I'm getting a weird type of error while running

Question

Write a program that will take a string S as input and will remove vowels a, e, i, o, u (in lower or upper case) from the string. If two or more than two vowels occur together, then the program shall ignore all of those vowels.

#include <bits/stdc++.h>
#define rep(a, b, c) for (int a = b; a < c; a++)
#define vi vector<int>
using namespace std;
int main()
{
    bool yo;
    yo = false;
    int he;
    string s = "Heel";
    int i = 0;
    // cin >> s;
    while (i < s.length())
    {

        if (s[i] == 'a' || s[i] == 'e' || s[i] == 'i' || s[i] == 'o' || s[i] == 'u' || s[i] == 'A' || s[i] == 'E' || s[i] == 'I' || s[i] == 'O' || s[i] == 'U')
        {

            if (s[i + 1] == 'a' || s[i + 1] == 'e' || s[i + 1] == 'i' || s[i + 1] == 'o' || s[i + 1] == 'u' || s[i + 1] == 'A' || s[i + 1] == 'E' || s[i + 1] == 'I' || s[i + 1] == 'O' || s[i + 1] == 'U')
            {
                while (s[he + 1] != 'a' || s[he + 1] != 'e' || s[he + 1] != 'i' || s[he + 1] != 'o' || s[he + 1] != 'u' || s[he + 1] != 'A' || s[he + 1] != 'E' || s[he + 1] != 'I' || s[he + 1] != 'O' || s[he + 1] != 'U' || he < s.length())
                {
                    he++;
                }
            }
            else
            {
                s.erase(remove(s.begin(), s.end(), s[i]), s.end());
            }
            i = i + he;
            he = 0;
        }
        else
        {
            i++;
        }
    }
    cout << s;
    return 0;
}

Answer 1

s = input().lower()
vowels = {'a', 'e', 'i', 'o', 'u'}  # Use a set for faster membership check
lst = []

if len(s) == 0:
    print("")

for i in range(len(s)):
    if s.count(s[i]) == 1 and s[i] in vowels:
        continue
    else:
        lst.append(s[i])

print("".join(lst))



    <pre>
    s = input().lower()
    vowels = {'a', 'e', 'i', 'o', 'u'} 
    lst = []

    if len(s) == 0:
        print("")

    for i in range(len(s)):
        if s.count(s[i]) == 1 and s[i] in vowels:
            continue
        else:
            lst.append(s[i])

    print("".join(lst))

    </pre>

Answer 2

You are getting an access memory violation because s[he + 1] reaches another memory sector that hasn't been reserved to s.

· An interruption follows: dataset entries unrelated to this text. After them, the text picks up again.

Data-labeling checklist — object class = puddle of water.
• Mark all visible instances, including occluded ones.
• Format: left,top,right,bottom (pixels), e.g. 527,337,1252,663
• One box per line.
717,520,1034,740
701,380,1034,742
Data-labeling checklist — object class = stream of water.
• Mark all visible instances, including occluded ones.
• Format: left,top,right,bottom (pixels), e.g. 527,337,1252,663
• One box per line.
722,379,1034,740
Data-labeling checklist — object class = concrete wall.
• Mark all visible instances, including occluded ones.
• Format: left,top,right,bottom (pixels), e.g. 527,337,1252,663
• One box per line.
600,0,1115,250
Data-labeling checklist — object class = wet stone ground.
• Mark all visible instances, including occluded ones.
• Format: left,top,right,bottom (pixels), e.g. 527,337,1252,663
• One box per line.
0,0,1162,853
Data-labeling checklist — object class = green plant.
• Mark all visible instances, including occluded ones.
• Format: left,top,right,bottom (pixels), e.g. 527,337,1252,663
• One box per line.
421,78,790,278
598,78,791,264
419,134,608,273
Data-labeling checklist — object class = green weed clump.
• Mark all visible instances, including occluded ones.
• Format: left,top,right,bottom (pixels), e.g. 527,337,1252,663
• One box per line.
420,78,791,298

You are creating a kind of infinity loop that runs while any vowel appears and the most important validation is at the end of conditions when it MUST be at the being to validate that there is no chance to touch an invalid sector of memory.

Your code:

while (s[he + 1] != 'a' || s[he + 1] != 'e' || s[he + 1] != 'i' || s[he + 1] != 'o' || s[he + 1] != 'u' || s[he + 1] != 'A' || s[he + 1] != 'E' || s[he + 1] != 'I' || s[he + 1] != 'O' || s[he + 1] != 'U' || he < s.length())

My suggestion:

he = 0;
bound = s.length() - 1;
while (he < bound && (s[he + 1] != 'a' || ... || s[he + 1] != 'U'))
{
  //..
  he++;
}

If he < s.length() the remainder condition wont be evaluated.